Keywords: posttraumatic stress disorder, military, cluster analysis, flashbacks, intrusion symptoms, transcriptome-wide, gene expression, inflammation, immune response, metabolic processes
1. Introduction
Posttraumatic stress disorder (PTSD) emerges in response to trauma exposure, with subsequent symptoms of reexperiencing the traumatic event in the form of intrusive recollections, flashbacks, or nightmares; persistent avoidance of stimuli associated with the traumatic event; negative alterations in cognition and mood; as well as a constant state of heightened alertness and increased arousal.[1] PTSD lifetime prevalence is estimated at 7.8% and doubles in military populations; it presents a significant public health concern due to the high rates of comorbid psychiatric disorders, sleep disorders, and physical health conditions.[2] It remains largely unknown why a subset of trauma exposed individuals develop PTSD, but likely involves changes in the molecular mechanisms that regulate stress susceptibility and resiliency.[3]
Transcriptome-wide analysis of differential gene expression allows for the unbiased identification of genes, pathways, and proteins implicated in the pathophysiology of PTSD. A recent mega-analysis synthesized extant data from five transcriptome-wide peripheral blood studies encompassing seven types of trauma in 229 PTSD participants and 311 controls.[4] Transcriptional dysregulation converged on the innate immune, cytokine, and type I interferon pathways; however, no discrete genes overlapped between all five studies and only two genes (IFI44L and GNG11) overlapped between the three combat exposure studies.[4] While these findings provide a broad view of immune dysregulation in PTSD, the results are inconclusive and little is known about the gene expression differences attributed to each PTSD symptom cluster.
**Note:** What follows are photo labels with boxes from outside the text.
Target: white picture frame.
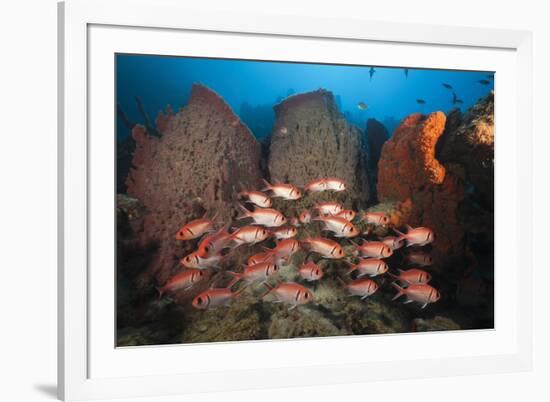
[58,0,532,400]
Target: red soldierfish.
[237,206,286,227]
[354,240,393,258]
[158,268,207,299]
[305,179,328,193]
[334,209,356,222]
[302,237,344,260]
[269,239,300,263]
[342,279,378,299]
[247,251,273,265]
[392,283,441,308]
[239,191,271,208]
[298,261,323,282]
[363,212,390,225]
[180,251,223,269]
[192,288,245,310]
[393,225,435,247]
[228,262,279,287]
[176,213,218,240]
[381,236,405,251]
[298,209,311,224]
[262,282,313,309]
[325,177,346,192]
[271,226,298,240]
[313,201,344,215]
[197,227,231,258]
[262,180,302,200]
[348,258,388,278]
[390,268,432,285]
[231,225,269,246]
[405,250,433,267]
[314,216,360,238]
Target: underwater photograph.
[114,54,495,347]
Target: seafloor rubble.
[117,85,494,346]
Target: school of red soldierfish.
[159,178,440,309]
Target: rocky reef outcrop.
[126,85,261,286]
[439,92,495,210]
[377,112,470,259]
[268,89,369,216]
[365,119,390,200]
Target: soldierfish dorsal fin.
[260,179,273,191]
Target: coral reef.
[268,89,369,216]
[439,92,495,210]
[365,119,389,201]
[377,112,464,260]
[126,85,261,285]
This is an important consideration when identifying diagnostic and treatment response markers in highly comorbid populations with mental and physical health conditions that share symptoms. Furthermore—with the exception of increased FKBP5 expression following cognitive behavioral therapy[5]—most PTSD research has investigated group differences at a single timepoint, leaving much to be understood about the genes and pathways implicated in treatment response and symptom reduction.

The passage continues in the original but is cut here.